When barley straw is sold as a product to control algae in ponds it will be classed as a biocide and will cost manufacturers thousands of pounds to prove it is safe to use, making it just too expensive to continue producing. But if they do not do this it will be illegal for retailers like garden centres and aquatic shops to sell the product so it will have to come off the shelves.

“It just seems frankly bonkers that tonnes of barley straw can be put into the water that eventually comes out of our taps to drink but we’ll no longer be able to put a small pouch of it into our garden ponds,” said OATA Chief Executive Keith Davenport.

“We couldn’t believe it when we saw barley straw had been included in the new regulation because during discussions in 2005 officials in the European Commission said barley straw would be excluded when the new law was drawn up. But this hasn’t happened and it’s not even included in Annex 1 which lists products where a simplified authorisation procedure might be used.

“Manufacturers face a mountain of paperwork to prove this product is safe to use in a garden pond. It’s going to be just too expensive to do that which means from September it’ll be illegal to sell it. Yet the water companies can continue to put tonnes of barley straw into water reservoirs because they buy straw direct from farmers who are not selling it as a way to control algae. That simply doesn’t make sense.”

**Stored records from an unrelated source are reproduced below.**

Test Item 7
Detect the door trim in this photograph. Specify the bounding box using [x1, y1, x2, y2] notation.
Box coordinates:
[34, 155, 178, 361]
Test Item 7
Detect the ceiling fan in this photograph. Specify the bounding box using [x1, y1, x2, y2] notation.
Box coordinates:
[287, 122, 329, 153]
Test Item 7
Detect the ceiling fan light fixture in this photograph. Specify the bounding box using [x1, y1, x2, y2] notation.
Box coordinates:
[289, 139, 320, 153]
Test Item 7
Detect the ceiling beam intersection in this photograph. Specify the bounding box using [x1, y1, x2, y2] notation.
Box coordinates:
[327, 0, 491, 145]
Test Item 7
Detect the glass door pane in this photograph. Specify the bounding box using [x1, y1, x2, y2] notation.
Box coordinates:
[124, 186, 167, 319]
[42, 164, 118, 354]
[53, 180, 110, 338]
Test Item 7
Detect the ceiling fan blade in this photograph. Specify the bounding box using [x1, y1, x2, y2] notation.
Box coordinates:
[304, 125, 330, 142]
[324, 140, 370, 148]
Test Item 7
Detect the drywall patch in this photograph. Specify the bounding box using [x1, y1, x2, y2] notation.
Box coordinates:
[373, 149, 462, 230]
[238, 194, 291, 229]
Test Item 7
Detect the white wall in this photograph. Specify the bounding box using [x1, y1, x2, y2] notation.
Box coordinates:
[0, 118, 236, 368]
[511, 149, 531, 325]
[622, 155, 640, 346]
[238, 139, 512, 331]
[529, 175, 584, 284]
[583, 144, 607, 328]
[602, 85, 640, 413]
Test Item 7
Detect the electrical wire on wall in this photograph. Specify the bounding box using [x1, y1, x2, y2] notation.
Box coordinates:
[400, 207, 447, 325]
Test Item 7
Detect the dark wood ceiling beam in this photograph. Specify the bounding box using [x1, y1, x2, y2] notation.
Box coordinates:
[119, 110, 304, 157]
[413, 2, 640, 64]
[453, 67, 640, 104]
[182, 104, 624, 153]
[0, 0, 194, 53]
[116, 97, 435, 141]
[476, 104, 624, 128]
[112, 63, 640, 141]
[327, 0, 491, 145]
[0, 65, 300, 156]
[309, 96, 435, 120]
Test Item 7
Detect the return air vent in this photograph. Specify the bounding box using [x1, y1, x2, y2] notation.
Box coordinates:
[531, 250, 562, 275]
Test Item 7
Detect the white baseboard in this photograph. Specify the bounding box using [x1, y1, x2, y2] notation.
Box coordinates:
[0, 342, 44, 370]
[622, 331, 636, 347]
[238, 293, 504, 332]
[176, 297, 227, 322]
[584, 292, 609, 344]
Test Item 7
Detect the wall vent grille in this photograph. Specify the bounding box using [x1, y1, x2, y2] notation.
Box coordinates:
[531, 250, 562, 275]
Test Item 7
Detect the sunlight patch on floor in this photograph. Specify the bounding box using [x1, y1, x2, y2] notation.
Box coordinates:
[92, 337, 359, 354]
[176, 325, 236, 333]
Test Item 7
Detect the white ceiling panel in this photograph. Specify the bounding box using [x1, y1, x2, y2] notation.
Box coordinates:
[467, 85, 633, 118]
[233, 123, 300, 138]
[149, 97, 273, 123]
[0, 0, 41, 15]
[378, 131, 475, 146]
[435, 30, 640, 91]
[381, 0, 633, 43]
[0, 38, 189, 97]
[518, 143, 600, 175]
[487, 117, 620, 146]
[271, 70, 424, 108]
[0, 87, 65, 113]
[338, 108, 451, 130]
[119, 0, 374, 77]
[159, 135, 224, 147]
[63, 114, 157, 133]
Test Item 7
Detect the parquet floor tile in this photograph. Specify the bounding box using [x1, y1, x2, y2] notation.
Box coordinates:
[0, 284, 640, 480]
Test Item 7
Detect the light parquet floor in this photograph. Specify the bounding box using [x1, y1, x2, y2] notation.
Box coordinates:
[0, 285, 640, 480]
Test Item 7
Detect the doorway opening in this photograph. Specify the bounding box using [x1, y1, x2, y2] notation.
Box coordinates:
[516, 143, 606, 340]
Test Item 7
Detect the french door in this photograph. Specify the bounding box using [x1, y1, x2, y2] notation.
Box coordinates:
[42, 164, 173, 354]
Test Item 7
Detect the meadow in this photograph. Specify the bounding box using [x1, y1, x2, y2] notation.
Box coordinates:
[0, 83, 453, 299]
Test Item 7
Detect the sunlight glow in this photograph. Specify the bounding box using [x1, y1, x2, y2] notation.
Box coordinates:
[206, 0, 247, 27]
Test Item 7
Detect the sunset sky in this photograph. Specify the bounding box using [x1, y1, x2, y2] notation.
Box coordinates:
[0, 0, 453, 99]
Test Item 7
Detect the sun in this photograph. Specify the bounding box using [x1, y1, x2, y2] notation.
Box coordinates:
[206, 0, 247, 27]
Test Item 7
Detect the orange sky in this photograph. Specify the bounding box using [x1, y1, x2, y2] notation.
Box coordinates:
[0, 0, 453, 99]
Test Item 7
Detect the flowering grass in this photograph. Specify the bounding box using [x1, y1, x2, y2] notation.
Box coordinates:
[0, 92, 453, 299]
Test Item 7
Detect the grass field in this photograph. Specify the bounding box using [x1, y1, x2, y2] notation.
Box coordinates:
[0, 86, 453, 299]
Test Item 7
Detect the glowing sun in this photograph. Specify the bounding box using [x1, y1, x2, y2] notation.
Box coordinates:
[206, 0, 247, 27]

With just a small window of opportunity to get the product removed before it becomes law OATA is lobbying the Health and Safety Executive, which has responsibility for enforcing the regulation. But with the summer approaching the trade association is worried there is not much time to mobilise support.

“We have asked our members to write to their MPs and we are also lobbying the Health and Safety Executive and the Minister for Business, Innovation and Skills. Including barley straw in this regulation is effectively strangling this product to death with red tape and it adds nothing to public safety, which is after all the intent behind the regulation.”

Simon Langdale, Director of Maidenhead Aquatics, a large retailer with more than 100 stores across the country, says his company will lose around £50,000 in turnover a year.

“It’s not an expensive product but customers will probably buy it three or four times a year. It just seems lunacy to me. People like the product because they see it as natural and something that’s safe for their pets and wildlife. It seems insane for it to be included in this regulation.”

When organic matter rots in water it produces chemicals which, when exposed to light, help to slow down the growth of algae which can choke up ponds and reservoirs. This process happens naturally in every body of water across the country but adding barley straw helps to speed up the process.